In the Financial Times, John Plender explains that the debt being taken on to fight coronavirus will never be repaid, just inflated away. He writes:
A more fundamental question about the recovery relates to the central banks’ asset-purchasing programmes. William White, former head of the monetary and economic department at the Bank for International Settlements, points out that repeated monetary easing to stimulate demand brings forward private spending in time, with purchases being financed by debt accumulation. As the weight of the debt burden increases, the effectiveness of monetary easing declines. In short, the continuation of ultra-low interest rates procures less and less growth.
On a longer run perspective, the problem is one of asymmetric monetary policy. Since 1987 the Fed has put a safety net under markets when confronting systemic threats, while choosing not to restrain prices when they are in bubble territory. This morally hazardous approach to monetary policymaking means central banks repeatedly set the stage for the next boom and bust cycle, fuelled by ever declining credit standards and ever expanding debt accumulation.
The Institute of International Finance, a trade body, estimates that global debt, both public and private, topped $255tn at the end of 2019. That is $87tn higher than at the onset of the 2008 crisis and it is undoubtedly going to be very much higher as a result of the pandemic.
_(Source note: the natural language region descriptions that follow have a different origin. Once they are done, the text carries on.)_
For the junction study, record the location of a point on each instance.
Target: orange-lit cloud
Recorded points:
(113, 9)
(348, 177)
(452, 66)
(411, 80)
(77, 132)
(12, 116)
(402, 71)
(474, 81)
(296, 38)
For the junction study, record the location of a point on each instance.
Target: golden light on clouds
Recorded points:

The question, then, is how to break out of the asymmetric policy bind. In due course, potential measures could range from equalising the tax treatment of debt and equity; changing boardroom incentive structures that encourage debt-financed stock buybacks that weaken corporate balance sheets; and tougher competition policy to curb debt-financed takeovers that create near-monopolistic corporate giants.
The current debt overhang will never be repaid in full. With central banks directly monetising government deficits, much of the debt will ultimately be inflated away — which is something that fixed-income markets resolutely refuse to believe. Since the turn of the millennium, markets have been plagued by widespread mispricings of risk. Here, almost certainly, is another case in point.